Masonic Lodge

Lodge as Room

Operation Masons

The Lodge understands both the fundamental Masonic Group and the room where the group works. The synonymous between the group of people and the construction of the room is not random. Historically, the coherent groups of builders and bricklayers raised a common dwelling in the site organizations and were identified after that common house.

Ritually speaking, there is an osmosis between elements of the construction and functions of the dignitaries of the Lojii, as in the case of elements called “secondary Lights” and “fixed Lights”, which makes the composition of the construction compete “organically” with the hierarchy Group.

The term comes from a hypothetical word franc * Laubja (shelter), which gave in the Old French (13TH century) Loge, the road with the canopy of trees. In the Gothic constitutions, the word appears in various forms, Loge, Logge, Lug, LODG, but is attested in all texts.

From the outset, the idea of keeping secrets in the Lodge: they must keep their Master’s counsel in the chamber and in Logge (Ms. Regius).

The lodges were formed anywhere and whenever enough Masons were gathered and were permanent, or only for one attire. Some of the rituals given to 1723, but which contained older practices, define the fair and perfect lodge as consisting of 5 or 6 masons; Although other rituals claim that the presence of a venerable or overseer, or both, sometimes also a number of following craft and apprentices, is necessary.

With the advent of Grade 3, the notion of “lodges by Degrees” was established by the Constitution of Master’s Lodge. In 1797, the Webb-Preston Handbook stated that there are lodges for each degree. Then, in England, The Apprentice’s lodge became the base lodge, the others constituting lifting from the Apprentice’s box. In the US, however, the Masters ‘ Lodge became the basic lodge, the other being only lodges that had the rank.

In Anglo-Saxon practice, there is an object of the type of covenant that is called a lodge and is treated with all the deference granted to a sacred object. It contains the constitution and the patent. Today we meet, especially in installations and consecration. He probably appeared in the Ancients before 1772


Lodge as a room.

There are a few typical and absolutely necessary elements for defining an enclosure as a Masonic lodge.

Firstly, it is a rectangular chamber, the ratio of which between length and width is either in the proportion of gold or 2 to 1. The construction of a rectangle in a proportion of gold was made empirical relatively simple, using the style, the drawing spool, and the square. Draw a square first with the desired width of the box. Then fasten the spool in one of the corners of the square and scroll the string diagonally. Using the diagonal as a radius and the spool fastened at the same point, an arc of the circle was carried to the intersection of the lengthening of the square on which the moat was fixed. The intersection point marks the length of the rectangle.

The Lodge floor. Since Pritchard’s ritual (1730) it is stated that the floor of the lodge is a mosaic. He was surrounded by what is called the Tessellated Border or Indented Tessel, a girdle with toothed indentations, like a black and white border.

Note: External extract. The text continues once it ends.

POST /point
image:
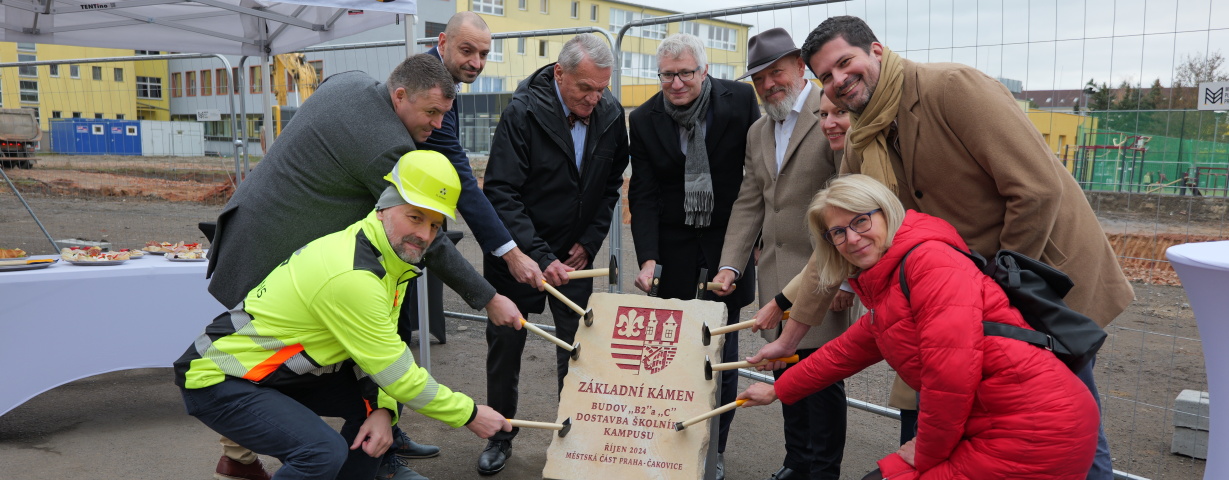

Subsequently, the French mistook indented with tassel and so were born “laced tassels” that surrounded the drawing painting at first, but subsequently the heads of the red rope with knots surrounding the temple today.

The 12 vertices of the rope visible today in Romanian practice are taken after the symbolism proposed by Wirth, which associates them with the zodiac.

The origin of the mosaic in black and white, typical for the floor of the lodge, could be the same oppositorum coincidence of the famous flag Templar Beauseant (Beaucéant, in French script). It’s about the evocation of a world where good (white) coexists with Evil (black). Another symbolic explanation sends to the nature of Axis Mundi of the lodge (see immediately, at the description of the ceiling), in the sense that the floor eves both the Holy Land, where the lodge (white) and the center of the earth are located until it stretches down (black).

The ceiling of the lodge. Anglo-Saxon literature talks about the blue dome of heaven; Clouded canopy/celestial canopy; Starry-decked heaven. In ancient rituals, it was said that the lodges held in the hills the highest times in the deepest valleys, or where there was no barking of the dog or the song of a rooster. Coil believes this indicates that they were kept under the open skies. But adds all he, the representations of the ceiling send to “the symbolism of Universal Lodge, so vast as to encompass the whole world and be covered only by the heavenly vault”. In fact, the representation of the ceiling is a clear reference to the character of Axis Mundi of the Lojii, still visible in Pritchard’s rituals:


What form is the Lodge?


A long Square.

Q.  How long?

A.  From East to West.

Q.  How broad?

A.  From North to South.

Q.  How high?

A.  Inches, Feet, and Yards innumerable, as high as the Heavens.

Q.  How deep?

A.  To the Centre of the Earth.

Q.  Where does the Lodge stand?

A.  Upon Holy Ground, or the highest Hill or lowest Vale, or in the Vale of Jehoshaphat, or any other secret place.

Any axis Mundi proclaims a cosmic order, an Imago Mundi, so the Masonic Lodge is also the representative and the result of a cosmic ordinance. We are talking, of course, of the cosmic order expressed by the Temple of Solomon.